Naturellement ce processus produit des vainqueurs et des vaincus. Il provoque des drames avec un coût humain douloureux. Mais pour les théoriciens de l’économie, cet aspect est rendu acceptable car ils voient dans cette compétition une véritable loi de la nature contre laquelle il serait vain de lutter. L’argument n’est guerre solide, mais constatons que le monde de l’entreprise est aujourd’hui celui de la compétition.
Qu’en est-il du monde de l’éducation ? Sans trop y réfléchir, on le décrit avec les mêmes mots. On y introduit des analyses basées sur les mêmes critères, ce qui aboutit à pervertir sa finalité car l’objectif même de l’éducation est de mettre un enfant ou un adolescent en état de rencontrer les autres, de s’insérer dans une communauté qui va l’aider à devenir lui-même. Il est donc nécessaire que le milieu éducatif crée des rapports entre individus qui puissent être à base confiance, à base de réciprocité et non des rapports à base de crainte et de soumission.
Cette rencontre met systématiquement en évidence des différences. Mais l’erreur dramatique serait de transformer ces différences en hiérarchie en se référent à un jugement sur la valeur de chacun car ce jugement ne peut avoir de sens
et par conséquent la compétition n’a pas à entrer à l’école.
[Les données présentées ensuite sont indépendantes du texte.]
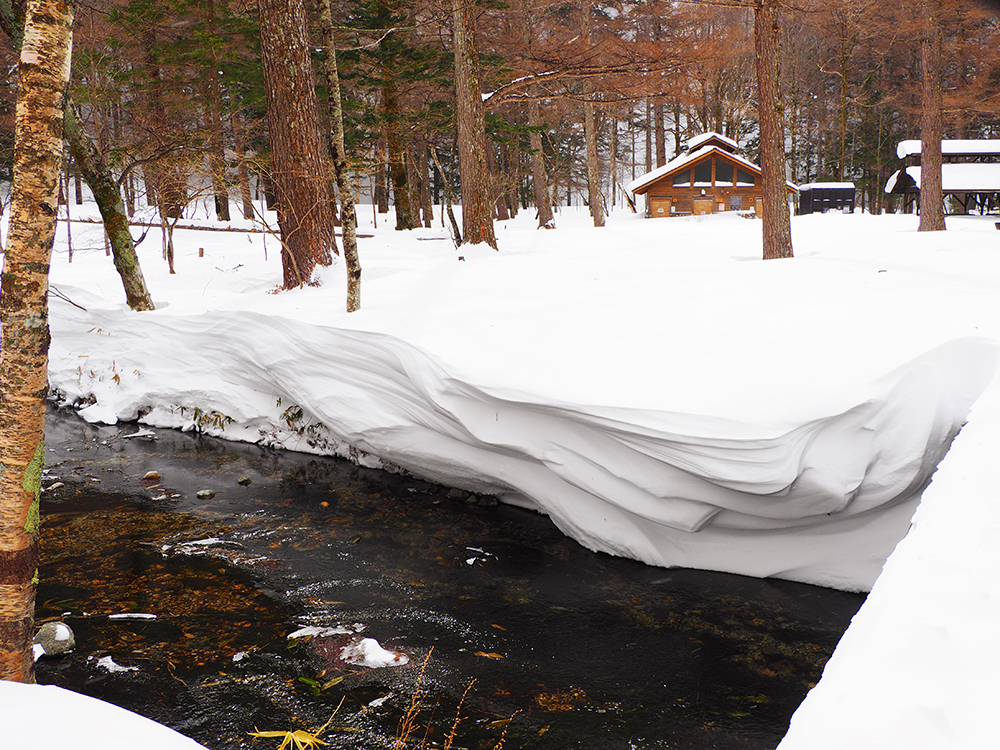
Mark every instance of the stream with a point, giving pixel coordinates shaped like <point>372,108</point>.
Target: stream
<point>512,635</point>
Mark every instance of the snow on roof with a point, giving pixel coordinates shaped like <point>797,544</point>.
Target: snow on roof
<point>682,161</point>
<point>698,140</point>
<point>831,185</point>
<point>956,178</point>
<point>952,147</point>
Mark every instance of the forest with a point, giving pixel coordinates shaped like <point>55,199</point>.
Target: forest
<point>574,94</point>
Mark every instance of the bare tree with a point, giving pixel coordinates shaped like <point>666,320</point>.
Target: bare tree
<point>777,230</point>
<point>477,213</point>
<point>931,198</point>
<point>345,181</point>
<point>43,77</point>
<point>299,165</point>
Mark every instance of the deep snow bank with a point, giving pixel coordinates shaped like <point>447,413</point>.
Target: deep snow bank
<point>824,501</point>
<point>917,668</point>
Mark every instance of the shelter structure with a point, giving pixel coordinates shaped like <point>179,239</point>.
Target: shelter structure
<point>817,197</point>
<point>970,176</point>
<point>709,177</point>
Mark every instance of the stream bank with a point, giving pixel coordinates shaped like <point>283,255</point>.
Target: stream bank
<point>182,607</point>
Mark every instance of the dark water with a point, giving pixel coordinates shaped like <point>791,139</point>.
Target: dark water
<point>583,650</point>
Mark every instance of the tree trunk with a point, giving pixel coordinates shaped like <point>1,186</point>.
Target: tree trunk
<point>217,149</point>
<point>109,201</point>
<point>539,180</point>
<point>931,197</point>
<point>593,165</point>
<point>594,197</point>
<point>102,184</point>
<point>345,180</point>
<point>242,173</point>
<point>477,214</point>
<point>777,231</point>
<point>397,154</point>
<point>426,204</point>
<point>299,165</point>
<point>43,77</point>
<point>659,132</point>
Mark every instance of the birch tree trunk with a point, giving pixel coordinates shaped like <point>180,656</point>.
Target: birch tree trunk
<point>777,230</point>
<point>931,197</point>
<point>477,210</point>
<point>345,180</point>
<point>299,166</point>
<point>43,74</point>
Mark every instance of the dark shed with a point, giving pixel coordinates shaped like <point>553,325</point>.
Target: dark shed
<point>817,197</point>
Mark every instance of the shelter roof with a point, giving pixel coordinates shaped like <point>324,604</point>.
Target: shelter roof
<point>955,178</point>
<point>983,147</point>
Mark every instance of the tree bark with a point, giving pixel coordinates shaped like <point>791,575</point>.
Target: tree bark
<point>98,177</point>
<point>299,165</point>
<point>594,197</point>
<point>242,174</point>
<point>43,77</point>
<point>539,180</point>
<point>109,200</point>
<point>931,196</point>
<point>777,230</point>
<point>216,141</point>
<point>345,180</point>
<point>397,154</point>
<point>477,214</point>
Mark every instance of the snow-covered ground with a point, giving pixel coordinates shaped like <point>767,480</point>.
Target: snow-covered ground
<point>653,386</point>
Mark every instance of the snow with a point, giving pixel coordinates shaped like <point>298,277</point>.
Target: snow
<point>368,653</point>
<point>653,386</point>
<point>49,716</point>
<point>956,177</point>
<point>951,147</point>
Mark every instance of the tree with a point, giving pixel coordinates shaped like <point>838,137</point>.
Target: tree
<point>345,182</point>
<point>299,167</point>
<point>477,214</point>
<point>931,198</point>
<point>777,230</point>
<point>98,176</point>
<point>44,74</point>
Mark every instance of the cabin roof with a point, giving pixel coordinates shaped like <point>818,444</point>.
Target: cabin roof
<point>698,141</point>
<point>641,185</point>
<point>984,147</point>
<point>955,178</point>
<point>826,185</point>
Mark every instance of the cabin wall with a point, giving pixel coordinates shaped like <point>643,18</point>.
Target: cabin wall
<point>667,200</point>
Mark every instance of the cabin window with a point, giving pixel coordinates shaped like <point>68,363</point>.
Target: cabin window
<point>703,174</point>
<point>723,173</point>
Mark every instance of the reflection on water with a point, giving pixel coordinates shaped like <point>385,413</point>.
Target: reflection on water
<point>583,650</point>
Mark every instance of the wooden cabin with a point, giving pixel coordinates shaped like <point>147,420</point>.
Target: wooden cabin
<point>970,176</point>
<point>710,177</point>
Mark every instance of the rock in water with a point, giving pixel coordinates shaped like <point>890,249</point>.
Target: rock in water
<point>55,639</point>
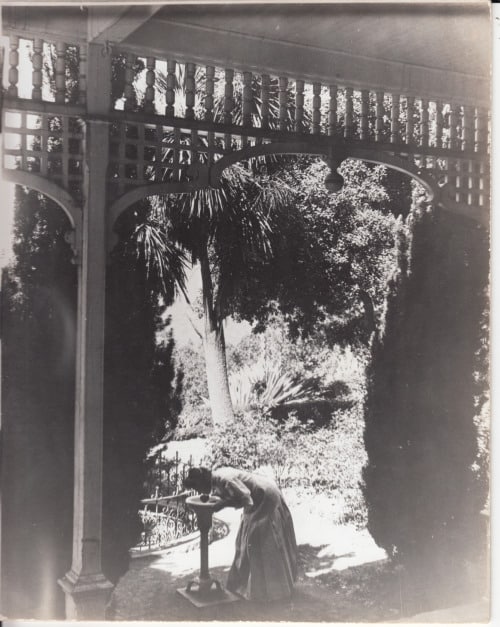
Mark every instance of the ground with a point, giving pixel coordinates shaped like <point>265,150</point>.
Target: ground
<point>344,577</point>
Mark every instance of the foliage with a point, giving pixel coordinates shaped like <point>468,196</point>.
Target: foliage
<point>331,257</point>
<point>38,383</point>
<point>140,390</point>
<point>265,385</point>
<point>326,461</point>
<point>422,488</point>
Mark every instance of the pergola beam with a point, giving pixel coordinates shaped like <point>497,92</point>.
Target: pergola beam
<point>115,24</point>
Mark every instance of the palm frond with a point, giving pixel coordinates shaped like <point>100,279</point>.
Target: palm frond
<point>165,260</point>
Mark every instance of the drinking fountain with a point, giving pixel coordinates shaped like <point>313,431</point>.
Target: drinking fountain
<point>205,591</point>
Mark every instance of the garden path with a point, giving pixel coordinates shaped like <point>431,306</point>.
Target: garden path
<point>148,590</point>
<point>344,577</point>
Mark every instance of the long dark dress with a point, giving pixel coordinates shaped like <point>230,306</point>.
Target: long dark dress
<point>265,562</point>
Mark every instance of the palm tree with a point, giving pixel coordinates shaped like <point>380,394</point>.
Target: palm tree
<point>219,230</point>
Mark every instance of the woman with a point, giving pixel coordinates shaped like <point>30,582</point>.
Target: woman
<point>265,563</point>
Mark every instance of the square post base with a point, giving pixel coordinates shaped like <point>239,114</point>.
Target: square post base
<point>86,596</point>
<point>202,595</point>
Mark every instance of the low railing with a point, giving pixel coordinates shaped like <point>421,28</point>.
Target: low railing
<point>246,99</point>
<point>167,117</point>
<point>165,520</point>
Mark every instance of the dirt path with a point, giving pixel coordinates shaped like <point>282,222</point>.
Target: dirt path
<point>344,577</point>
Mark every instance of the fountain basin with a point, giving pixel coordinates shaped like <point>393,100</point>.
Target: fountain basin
<point>197,504</point>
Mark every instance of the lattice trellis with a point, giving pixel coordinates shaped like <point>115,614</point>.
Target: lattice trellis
<point>45,144</point>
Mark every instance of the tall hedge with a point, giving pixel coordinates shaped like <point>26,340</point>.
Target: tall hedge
<point>38,381</point>
<point>422,487</point>
<point>38,406</point>
<point>140,395</point>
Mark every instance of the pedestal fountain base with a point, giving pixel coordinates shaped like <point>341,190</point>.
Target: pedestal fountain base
<point>201,595</point>
<point>205,591</point>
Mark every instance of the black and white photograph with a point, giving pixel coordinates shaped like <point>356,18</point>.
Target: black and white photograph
<point>245,311</point>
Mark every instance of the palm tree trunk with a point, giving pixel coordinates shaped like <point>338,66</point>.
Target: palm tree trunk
<point>215,351</point>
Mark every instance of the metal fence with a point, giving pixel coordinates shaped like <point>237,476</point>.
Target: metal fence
<point>164,516</point>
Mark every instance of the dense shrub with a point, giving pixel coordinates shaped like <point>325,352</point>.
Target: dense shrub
<point>423,491</point>
<point>325,461</point>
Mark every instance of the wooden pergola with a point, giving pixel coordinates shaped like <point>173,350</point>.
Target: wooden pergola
<point>403,86</point>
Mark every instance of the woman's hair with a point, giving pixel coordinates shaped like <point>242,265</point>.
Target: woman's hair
<point>199,479</point>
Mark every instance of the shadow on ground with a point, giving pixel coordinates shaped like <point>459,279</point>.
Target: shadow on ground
<point>343,577</point>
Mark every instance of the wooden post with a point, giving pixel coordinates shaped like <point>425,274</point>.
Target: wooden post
<point>86,588</point>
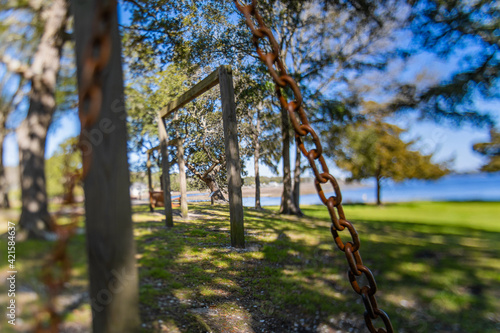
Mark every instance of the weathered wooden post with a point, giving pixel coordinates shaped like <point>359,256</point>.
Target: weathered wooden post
<point>232,156</point>
<point>150,181</point>
<point>113,290</point>
<point>148,165</point>
<point>182,177</point>
<point>162,132</point>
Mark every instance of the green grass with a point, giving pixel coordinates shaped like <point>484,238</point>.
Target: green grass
<point>437,268</point>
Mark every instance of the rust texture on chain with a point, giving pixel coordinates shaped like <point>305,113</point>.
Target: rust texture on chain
<point>302,128</point>
<point>96,57</point>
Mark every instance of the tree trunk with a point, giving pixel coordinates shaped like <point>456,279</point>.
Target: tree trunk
<point>256,161</point>
<point>113,278</point>
<point>296,182</point>
<point>287,206</point>
<point>378,179</point>
<point>216,193</point>
<point>182,177</point>
<point>32,132</point>
<point>4,187</point>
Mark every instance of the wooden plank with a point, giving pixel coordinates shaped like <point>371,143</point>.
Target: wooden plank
<point>169,222</point>
<point>182,178</point>
<point>113,278</point>
<point>201,87</point>
<point>232,156</point>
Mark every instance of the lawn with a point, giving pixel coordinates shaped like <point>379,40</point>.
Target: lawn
<point>437,266</point>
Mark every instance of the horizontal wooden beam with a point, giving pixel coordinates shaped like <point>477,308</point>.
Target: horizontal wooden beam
<point>201,87</point>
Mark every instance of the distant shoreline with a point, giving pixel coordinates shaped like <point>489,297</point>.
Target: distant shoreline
<point>248,191</point>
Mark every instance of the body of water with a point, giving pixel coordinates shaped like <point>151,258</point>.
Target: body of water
<point>471,187</point>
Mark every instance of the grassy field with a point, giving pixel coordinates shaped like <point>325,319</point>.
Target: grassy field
<point>437,266</point>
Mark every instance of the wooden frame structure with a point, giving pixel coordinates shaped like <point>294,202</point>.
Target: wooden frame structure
<point>223,77</point>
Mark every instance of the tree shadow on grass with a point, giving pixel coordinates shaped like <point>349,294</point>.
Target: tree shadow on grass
<point>193,281</point>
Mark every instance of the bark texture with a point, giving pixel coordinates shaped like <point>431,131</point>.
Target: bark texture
<point>32,132</point>
<point>256,141</point>
<point>113,278</point>
<point>182,177</point>
<point>296,180</point>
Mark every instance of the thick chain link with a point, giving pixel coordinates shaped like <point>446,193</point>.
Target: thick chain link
<point>96,57</point>
<point>303,128</point>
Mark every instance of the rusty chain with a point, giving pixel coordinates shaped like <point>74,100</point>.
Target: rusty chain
<point>303,128</point>
<point>96,57</point>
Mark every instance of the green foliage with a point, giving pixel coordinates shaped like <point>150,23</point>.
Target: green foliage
<point>374,148</point>
<point>491,150</point>
<point>465,31</point>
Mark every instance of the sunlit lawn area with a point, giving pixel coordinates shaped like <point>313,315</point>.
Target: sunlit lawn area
<point>437,267</point>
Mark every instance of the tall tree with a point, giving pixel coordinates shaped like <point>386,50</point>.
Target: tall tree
<point>42,76</point>
<point>374,149</point>
<point>9,100</point>
<point>491,150</point>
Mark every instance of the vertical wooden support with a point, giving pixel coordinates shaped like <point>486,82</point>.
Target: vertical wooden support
<point>182,177</point>
<point>113,279</point>
<point>150,181</point>
<point>162,131</point>
<point>232,156</point>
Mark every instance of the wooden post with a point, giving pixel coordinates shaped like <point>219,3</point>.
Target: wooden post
<point>162,131</point>
<point>113,279</point>
<point>182,177</point>
<point>148,165</point>
<point>232,156</point>
<point>150,181</point>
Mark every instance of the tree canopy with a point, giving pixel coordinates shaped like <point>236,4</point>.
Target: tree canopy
<point>374,149</point>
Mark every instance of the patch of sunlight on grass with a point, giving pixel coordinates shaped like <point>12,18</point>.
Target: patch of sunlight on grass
<point>449,302</point>
<point>414,267</point>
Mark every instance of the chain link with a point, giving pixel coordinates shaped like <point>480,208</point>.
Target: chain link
<point>303,128</point>
<point>96,57</point>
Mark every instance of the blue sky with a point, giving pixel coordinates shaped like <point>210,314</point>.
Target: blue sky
<point>447,142</point>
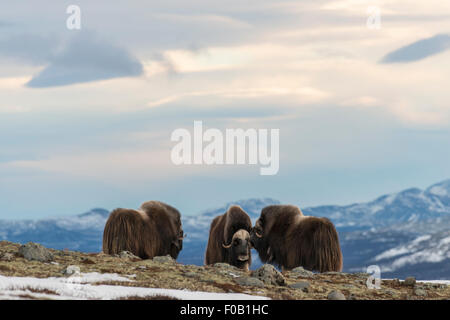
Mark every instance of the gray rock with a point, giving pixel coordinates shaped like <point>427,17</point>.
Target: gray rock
<point>336,295</point>
<point>250,282</point>
<point>191,274</point>
<point>7,257</point>
<point>302,285</point>
<point>410,281</point>
<point>362,275</point>
<point>335,273</point>
<point>128,255</point>
<point>301,272</point>
<point>269,275</point>
<point>420,292</point>
<point>164,259</point>
<point>35,251</point>
<point>224,265</point>
<point>71,270</point>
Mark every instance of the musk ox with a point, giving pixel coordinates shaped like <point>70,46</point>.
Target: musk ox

L’opposition entre l’activité des entreprises et celle du système éducatif est toute entière résumé par ce constat.
Dans la première, les différences sont synonymes de hiérarchie, de classement, de trie, d’évaluation, d’élimination.
Dans la seconde (l’école) ces comportements ne peuvent être justifiés.
Malheureusement, l’état d’esprit des premières (des entreprises) a aujourd’hui un pouvoir de diffusion si grand qu’il pénètre dans les justifications des secondes et ils contaminent les plus réfractaires.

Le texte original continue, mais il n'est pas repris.